A la fin des années 60, le philosophe Raymond Ruyer a écrit un « éloge de la société de consommation ». Selon lui, une fracture nouvelle avait remplacé la traditionnelle lutte des classes. D’un côté, disait-il, sont rassemblés tous ceux qui, par leur travail, sont liés aux processus de fabrication et de vente : ouvriers, patrons et employés sont ici du même bord. De l’autre, il y a ceux, fonctionnaires, professeurs, juges, journalistes et observateurs en tout genre dont les activités se déploient dans un secteur que Ruyer qualifiait de « tertiaire non économique ».
L’énoncé de cette dichotomie séparant les « productifs » des « critiques » ne manquait pas de pertinence puisqu’à l’époque des « majorités silencieuses » on rejetait les valeurs de la « contre-culture ». Richard Nixon, aux Etats-Unis, a été porté par cette vague et tous les candidats aux législatives américaines de 1970 ont eu l’œil rivé sur la fameuse « Dame de Dayton » dont l’avantage était d’être moyenne en tout. Connaître la Dame de Dayton (Ohio) équivalait à un certificat de sagesse politique permettant de ne pas glisser sur la pente des idées brillantes mais électoralement vouées à l’échec. Que disait donc l’oracle ? Elle disait simplement qu’elle en avait assez de voir les intellectuels cracher sur ce qu’elle affectionnait. Pour reprendre le langage de Ruyer, elle assimilait les gens du « Tertiaire non économique » à ceux que Proudhon décrivait comme occupant les « charges et sinécures ». Les entrepreneurs, selon Proudhon, contribuaient à la création de richesses alors que la bourgeoisie de robe se contentait d’en vivre.

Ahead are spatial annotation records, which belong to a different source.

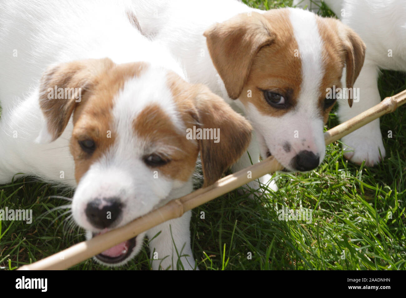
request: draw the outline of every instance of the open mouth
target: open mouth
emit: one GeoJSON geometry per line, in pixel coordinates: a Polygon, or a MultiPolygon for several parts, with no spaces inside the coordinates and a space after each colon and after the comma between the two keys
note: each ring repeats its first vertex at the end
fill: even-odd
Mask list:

Un tiers de siècle est passé et la « majorité silencieuse » ne voit plus les entrepreneurs d’un œil aussi bienveillant. La financiarisation de l’économie, la rapidité des bouleversements technologiques, la peur des délocalisations, le spectre des OPA, l’individualisation des carrières, le stress du travail contraint ont brisé ce qui pouvait faire l’unité des « productifs ». En France, près des trois quarts des salariés pensent que leur intérêt propre et celui de l’entreprise divergent. Aux Etats-Unis, des enquêtes sur l’ « Involvement » des salariés dans un certain nombre de grandes entreprises aboutissent à des résultats moins désastreux mais néanmoins alarmants.
Dans les circonstances actuelles, est-il possible de recoudre le tissu social ? Les optimistes diront que la montée en puissance des préoccupations écologiques remet à la mode certaines valeurs prônées jadis par les tenants de la « contre-culture » dont les dirigeants d’entreprise devront tôt ou tard tenir compte. Les pessimistes répliqueront que l’hyper concurrence mondialisée ne permet pas aux dirigeants d’entreprise d’accomplir des efforts suffisants pour tirer parti des réservoirs d’énergie de leur personnel. Pourtant, faute d’esprit d’équipe et d’objectifs partagés, les grandes entreprises risquent de perdre toute légitimité. Le défi est grand pour le capitalisme. Sa capacité d’adaptation va être mise à l’épreuve.